Olvídese de aquellas gallerías en pleno matorral donde un grupo de guajiros pletóricos, sin camisa, con una botella de ron y un mazo de billetes en mano, apostaba a su gallo favorito. O de las vallas, algunas tan céntricas como la situada en la Esquina de Tejas, en la barriada habanera de El Cerro.
En 2011, en la Cuba profunda todavía abundan las peleas de gallos. Pero de hace un tiempo acá, la pasión por las lidias es también habitual en zonas urbanas de La Habana.
Ahora mismo estoy en una gallería de un barrio pobre al sur de la ciudad. Un lugar rodeado de cuarterías inmundas y platanales vírgenes. A partir de las dos de la tarde comienzan a llegar decenas de personas.
Unos son los apostadores. Otros, los dueños de los animales y los preparadores. Desde los 14 años, Maikel se dedica a entrenar gallos finos. “Recorro con frecuencia la isla en busca de gallos de carácter. Luego, durante meses, los preparo para futuras peleas. Algunos los vendo, los mejores, los dedico a la lidia. He ganado un montón de dinero. Si existiera un premio Nobel dedicado a los gallos, creo que hubiera ganado uno. Si no soy el mejor, estoy entre los mejores”, fanfarronea.
Al parecer, los gallos de Maikel tienen fama. Tipos con pinta de campesinos sobrados de plata negocian la compra de varios gallos finos. Antes de que rompan las disputas, Evaristo, el dueño de la valla anuncia que ese día habrá sólo tres peleas.
“Pero qué peleas, con seis gallos invictos. Un cartel de campeones. Hace 9 años que vivo de esto. Siempre es bueno calentar el ambiente antes de las lidias. En mi valla corre el dinero. En las buenas peleas, las apuestan superan los 20 mil pesos (900 dólares)”, dice Evaristo.
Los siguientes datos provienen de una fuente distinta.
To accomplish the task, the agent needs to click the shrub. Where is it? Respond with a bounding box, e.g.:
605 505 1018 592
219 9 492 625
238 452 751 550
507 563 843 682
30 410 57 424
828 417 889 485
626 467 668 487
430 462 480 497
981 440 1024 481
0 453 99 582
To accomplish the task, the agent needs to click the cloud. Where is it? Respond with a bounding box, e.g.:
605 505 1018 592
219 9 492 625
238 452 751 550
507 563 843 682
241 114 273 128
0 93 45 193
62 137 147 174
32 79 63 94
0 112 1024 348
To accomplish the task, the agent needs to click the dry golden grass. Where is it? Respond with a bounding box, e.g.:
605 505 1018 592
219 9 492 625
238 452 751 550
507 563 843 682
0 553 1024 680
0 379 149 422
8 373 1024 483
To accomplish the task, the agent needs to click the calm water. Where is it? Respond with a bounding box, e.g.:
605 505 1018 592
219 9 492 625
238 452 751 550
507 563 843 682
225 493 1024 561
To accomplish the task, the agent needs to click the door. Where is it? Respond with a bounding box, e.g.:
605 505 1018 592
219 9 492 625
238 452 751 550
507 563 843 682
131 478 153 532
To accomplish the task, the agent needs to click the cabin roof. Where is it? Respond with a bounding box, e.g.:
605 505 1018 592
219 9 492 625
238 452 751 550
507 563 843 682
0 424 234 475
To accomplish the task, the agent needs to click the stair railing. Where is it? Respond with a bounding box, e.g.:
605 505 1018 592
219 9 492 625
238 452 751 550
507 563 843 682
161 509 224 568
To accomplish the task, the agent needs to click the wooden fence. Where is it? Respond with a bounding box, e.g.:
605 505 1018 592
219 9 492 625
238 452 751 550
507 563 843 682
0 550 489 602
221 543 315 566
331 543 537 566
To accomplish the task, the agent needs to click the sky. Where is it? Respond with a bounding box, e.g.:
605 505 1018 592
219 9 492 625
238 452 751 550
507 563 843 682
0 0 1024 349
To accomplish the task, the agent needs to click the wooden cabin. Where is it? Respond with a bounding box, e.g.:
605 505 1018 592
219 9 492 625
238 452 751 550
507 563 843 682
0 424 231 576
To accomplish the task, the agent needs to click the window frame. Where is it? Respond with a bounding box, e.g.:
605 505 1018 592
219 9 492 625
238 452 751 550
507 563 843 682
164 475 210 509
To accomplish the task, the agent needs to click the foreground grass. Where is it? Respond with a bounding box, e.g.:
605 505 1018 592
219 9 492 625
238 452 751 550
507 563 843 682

Por supuesto, él se embolsa una buena tajada. La entrada a la gallería cuesta 30 pesos (un dólar 25 centavos). Los ganadores suelen darle un 5% al dueño de la valla. Evaristo es un lince para los negocios y la publicidad.
Tiene varias mesas, donde antes y después de las peleas, se juega silot y cartas. Y todo tipos de ofertas gastronómicas. Desde pan con jamón de pierna a 25 pesos (poco más de un dólar), cajitas de arroz congrí y un buen bistec de cerdo a 50 pesos, hasta cerveza Cristal y Bucanero.
“Incluso se pueden ligar putas. Evaristo tiene ‘mangos’ (chicas) de primera. Y quien se lleva un saco de dinero, después de ganar casi siempre sale con dos jineteras colgadas del brazo”, señala Horacio, asiduo a la valla de Evaristo.
Rompen las peleas de gallos. En la arena la contienda es feroz. Y en las improvisadas gradas, los apostadores y fanáticos apenas se pueden contener. Muchos están pasados de tragos. Comienzan a subir las apuestas. “Voy 500 ‘monedas’ al gallo pinto”, vocea un hombre pálido y con los ojos enrojecidos. Cada ‘moneda’ equivale a 5 pesos cubanos.
Un señor acompañado de dos personajes tenebrosos sube la parada. Saca un fajo de dinero de una jaba de nailon y lo mueve en el aire “Todo o nada. Doy 15 mil pesos contra 12 mil al gallo colorao”, grita frenético.
La bulla es tremenda. Cuando termina cada pelea, los ganadores invitan a una ronda de cerveza al contrincante y le regalan dinero a las risueñas puticas que restriegan sus senos con lascivia a los hombres que ellas deducen tienen la billetera abultada.
Concluye el cartel. Un grupo se marcha enfadado. “He perdido 1500 ‘fulas’ (1650 dólares) y me han dejado el gallo que ni para sopa sirve”, se lamenta Rubén, vestido como un reguetonero boricua. Pero otros continúan tirando dados y apostando.
Evaristo sigue haciendo caja. Vendiendo cerveza y tragos de ron extraseco. El dueño de la gallería anuncia para el próximo fin de semana un cartel de lujo. “Señores no se lo pierdan”.
Al caer la noche, el improvisado local ya está vacío. Un reguero de latas de cerveza y vasos plásticos inunda el lugar. Un viejo medio chiflado lo va recogiendo e introduciéndolo en un saco.
En el círculo de arena, donde hace unas horas pelearon con saña los gallos, una mancha de sangre color vino se va secando. Es lo que queda tras la batalla.
Iván García
Cuadro: Pelea de gallos, óleo de Lourdes Gómez-Franca, pintora cubana nacida en La Habana en 1933.